Question

A particle of mass $m$ and charge $+q$ is midway between two fixed charged particles, each having a charge $+q$ and at a distance $2L$ apart. The middle charge is displaced slightly along the line joining the fixed charges and released. The time period of oscillation is proportional to

• A. $L^{1/2}$
• B. $L$
• C. $L^{3/2}$
• D. $L^2$

Answer 1

The correct option is C $L^{3/2}$

Let the charge $q$ at the mid-point is displaced slightly to the left by $x$.

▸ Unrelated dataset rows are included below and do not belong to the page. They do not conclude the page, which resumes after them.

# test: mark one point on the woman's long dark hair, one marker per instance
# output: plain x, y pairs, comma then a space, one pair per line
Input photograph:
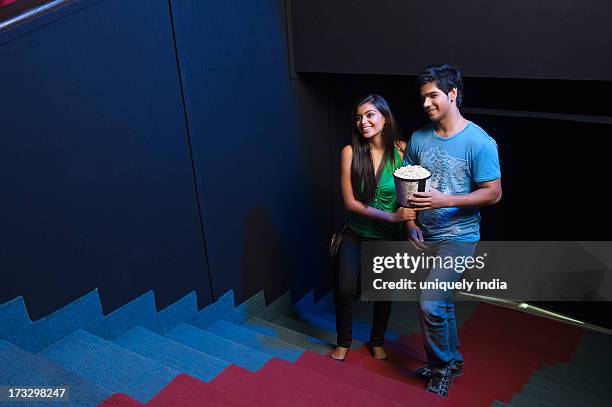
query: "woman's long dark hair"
363, 178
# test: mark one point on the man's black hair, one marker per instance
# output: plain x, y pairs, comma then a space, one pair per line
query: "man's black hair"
445, 77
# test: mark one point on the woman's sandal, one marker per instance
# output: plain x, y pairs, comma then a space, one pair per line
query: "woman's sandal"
378, 353
339, 353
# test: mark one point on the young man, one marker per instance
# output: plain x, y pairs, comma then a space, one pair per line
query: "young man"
464, 164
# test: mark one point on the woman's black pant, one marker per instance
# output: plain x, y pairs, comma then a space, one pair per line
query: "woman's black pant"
347, 287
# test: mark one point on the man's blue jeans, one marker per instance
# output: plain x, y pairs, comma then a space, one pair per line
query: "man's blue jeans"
438, 316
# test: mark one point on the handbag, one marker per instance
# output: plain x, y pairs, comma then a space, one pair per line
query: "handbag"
334, 244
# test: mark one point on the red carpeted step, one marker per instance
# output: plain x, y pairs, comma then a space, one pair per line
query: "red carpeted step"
317, 384
462, 395
478, 353
256, 388
382, 386
187, 391
478, 376
120, 400
523, 331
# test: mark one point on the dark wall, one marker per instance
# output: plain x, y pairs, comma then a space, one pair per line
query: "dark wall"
95, 165
106, 172
548, 39
261, 148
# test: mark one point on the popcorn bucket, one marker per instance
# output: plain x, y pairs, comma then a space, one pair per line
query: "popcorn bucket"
404, 188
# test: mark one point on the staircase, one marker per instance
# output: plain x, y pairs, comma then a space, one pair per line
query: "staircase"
255, 354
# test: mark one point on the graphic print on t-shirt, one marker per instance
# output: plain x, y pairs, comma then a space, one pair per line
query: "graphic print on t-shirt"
449, 176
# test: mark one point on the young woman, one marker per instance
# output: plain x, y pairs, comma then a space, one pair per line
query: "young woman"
368, 190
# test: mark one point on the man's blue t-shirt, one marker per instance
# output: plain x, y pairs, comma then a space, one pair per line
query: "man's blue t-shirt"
457, 163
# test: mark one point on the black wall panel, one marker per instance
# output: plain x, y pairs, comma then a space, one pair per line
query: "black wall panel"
261, 148
94, 161
546, 39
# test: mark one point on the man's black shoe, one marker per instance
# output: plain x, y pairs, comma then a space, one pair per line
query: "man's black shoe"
439, 382
456, 370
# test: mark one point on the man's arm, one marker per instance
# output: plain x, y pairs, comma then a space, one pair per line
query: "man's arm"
488, 193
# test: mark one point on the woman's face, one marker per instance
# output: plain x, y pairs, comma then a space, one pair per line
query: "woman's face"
369, 121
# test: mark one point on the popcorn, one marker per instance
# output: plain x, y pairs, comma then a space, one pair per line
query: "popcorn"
412, 172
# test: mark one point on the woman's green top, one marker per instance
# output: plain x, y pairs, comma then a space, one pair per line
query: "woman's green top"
385, 199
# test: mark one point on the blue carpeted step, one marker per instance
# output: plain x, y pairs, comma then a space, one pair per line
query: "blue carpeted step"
221, 309
252, 307
219, 347
519, 400
263, 343
138, 312
288, 335
278, 307
566, 393
326, 335
83, 313
110, 365
21, 368
553, 397
405, 325
172, 354
361, 330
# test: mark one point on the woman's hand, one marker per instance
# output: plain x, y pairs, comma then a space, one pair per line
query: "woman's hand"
430, 200
415, 236
403, 215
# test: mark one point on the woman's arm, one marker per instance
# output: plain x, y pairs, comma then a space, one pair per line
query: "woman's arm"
353, 205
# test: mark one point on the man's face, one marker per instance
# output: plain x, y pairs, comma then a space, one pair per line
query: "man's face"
436, 103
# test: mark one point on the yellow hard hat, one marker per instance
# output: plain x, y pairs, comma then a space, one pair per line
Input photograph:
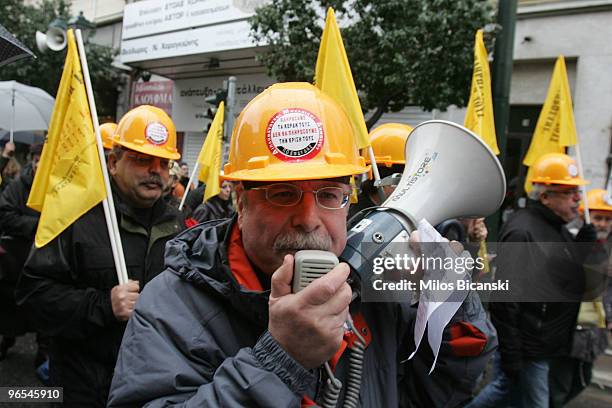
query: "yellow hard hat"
556, 168
292, 131
598, 200
107, 130
149, 130
389, 143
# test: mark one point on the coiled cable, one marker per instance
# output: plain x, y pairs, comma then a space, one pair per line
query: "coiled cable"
333, 386
353, 386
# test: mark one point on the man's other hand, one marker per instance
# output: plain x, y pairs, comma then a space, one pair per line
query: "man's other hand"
309, 325
123, 299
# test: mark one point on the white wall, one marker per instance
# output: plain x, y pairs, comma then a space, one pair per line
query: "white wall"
586, 39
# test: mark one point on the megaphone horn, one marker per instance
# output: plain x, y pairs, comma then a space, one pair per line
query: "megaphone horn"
450, 172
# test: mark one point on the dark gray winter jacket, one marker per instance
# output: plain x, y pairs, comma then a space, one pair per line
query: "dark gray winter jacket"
197, 339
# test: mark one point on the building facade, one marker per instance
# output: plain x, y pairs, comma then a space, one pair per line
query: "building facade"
197, 44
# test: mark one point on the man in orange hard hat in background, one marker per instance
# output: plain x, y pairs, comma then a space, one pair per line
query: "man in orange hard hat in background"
569, 376
71, 284
221, 326
388, 143
542, 260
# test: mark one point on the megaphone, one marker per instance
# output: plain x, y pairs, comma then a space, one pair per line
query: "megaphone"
450, 172
54, 39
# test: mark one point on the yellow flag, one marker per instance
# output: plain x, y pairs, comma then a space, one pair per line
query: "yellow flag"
333, 76
68, 181
556, 128
209, 158
479, 116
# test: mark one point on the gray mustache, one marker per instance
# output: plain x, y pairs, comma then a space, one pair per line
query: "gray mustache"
298, 240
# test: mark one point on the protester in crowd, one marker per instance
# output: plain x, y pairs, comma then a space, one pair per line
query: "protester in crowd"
6, 158
184, 174
18, 225
71, 284
569, 376
388, 143
194, 198
472, 234
220, 327
540, 257
216, 207
11, 170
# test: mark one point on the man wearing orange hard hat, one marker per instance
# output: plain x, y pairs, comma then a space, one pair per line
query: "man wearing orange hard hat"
71, 283
222, 327
388, 143
571, 375
544, 264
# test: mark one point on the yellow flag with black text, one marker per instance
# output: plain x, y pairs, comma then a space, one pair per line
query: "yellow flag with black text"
209, 158
555, 129
68, 181
479, 116
333, 76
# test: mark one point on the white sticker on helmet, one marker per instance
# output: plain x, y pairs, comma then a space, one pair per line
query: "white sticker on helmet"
156, 133
295, 135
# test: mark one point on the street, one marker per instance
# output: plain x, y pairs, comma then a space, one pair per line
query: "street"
17, 370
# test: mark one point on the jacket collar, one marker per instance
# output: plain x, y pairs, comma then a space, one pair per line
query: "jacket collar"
200, 256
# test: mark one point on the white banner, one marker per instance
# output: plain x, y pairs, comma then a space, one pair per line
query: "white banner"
222, 37
189, 108
152, 17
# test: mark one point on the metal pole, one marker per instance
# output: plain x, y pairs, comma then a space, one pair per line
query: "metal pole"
230, 112
502, 78
12, 114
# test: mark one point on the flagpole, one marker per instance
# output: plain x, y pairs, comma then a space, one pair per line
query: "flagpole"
12, 114
585, 202
376, 174
189, 183
108, 204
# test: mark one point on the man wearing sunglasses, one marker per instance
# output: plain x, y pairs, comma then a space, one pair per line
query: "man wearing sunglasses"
71, 283
221, 326
538, 253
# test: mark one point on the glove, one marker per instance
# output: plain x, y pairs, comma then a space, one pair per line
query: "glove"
587, 234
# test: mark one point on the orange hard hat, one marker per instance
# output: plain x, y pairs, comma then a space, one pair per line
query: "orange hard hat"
149, 130
292, 131
389, 143
556, 168
107, 131
598, 199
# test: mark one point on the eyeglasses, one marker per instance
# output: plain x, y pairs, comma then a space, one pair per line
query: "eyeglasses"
146, 161
286, 195
565, 193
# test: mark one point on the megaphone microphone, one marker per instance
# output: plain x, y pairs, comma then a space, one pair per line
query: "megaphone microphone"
450, 172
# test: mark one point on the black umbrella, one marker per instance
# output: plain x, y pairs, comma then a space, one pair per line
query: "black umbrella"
11, 49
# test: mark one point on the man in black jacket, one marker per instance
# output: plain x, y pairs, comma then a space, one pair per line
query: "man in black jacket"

The force on the displaced charge $q$ due to charge $q$ at $\text{A}$,

$F_A=\frac{1}{4\pi {\epsilon }_0}\times \frac{q^2}{(L+x{)}^2}$

The force on the displaced charge $q$ due to charge at $\text{B}$,

$F_B=\frac{1}{4\pi {\epsilon }_0}\times \frac{q^2}{(L-x{)}^2}$

Net restoring force on the displaced charge $q$.

$F=F_A-F_B$

Substituting the value in the above equation,
$\Rightarrow F=\frac{1}{4\pi {\epsilon }_0}\times \frac{q^2}{(L+x{)}^2}-\frac{1}{4\pi {\epsilon }_0}\times \frac{q^2}{(L-x{)}^2}$

$\Rightarrow F=-\frac{1}{4\pi {\epsilon }_0}\times \frac{4q^{2}Lx}{(L^2-x^2{)}^2}$

For $x<<L,$

$\Rightarrow F=-\frac{q^{2}x}{\pi {\epsilon }_0{L}^3}=-kx$

Hence we see that $F\propto x$ and it is opposite to the direction of displacement. Therefore, the motion is $\text{SHM}$.

Now comparing the equation with the equation of $\text{SHM}$, we get

$\Rightarrow F=-\frac{q^{2}x}{\pi {\epsilon }_0{L}^3}=-kx$

Where, $k=\frac{q^2}{\pi {\epsilon }_0{L}^3}$

The time period of the oscillation of charge $q$,
$T=2\pi \sqrt{\frac{m}{k}}$

$\Rightarrow T=2\pi \sqrt{\frac{m\pi {\epsilon }_0{L}^3}{q^2}}$

Hence, $T\propto L^{3/2}$

Thus , option (c) is the correct answer.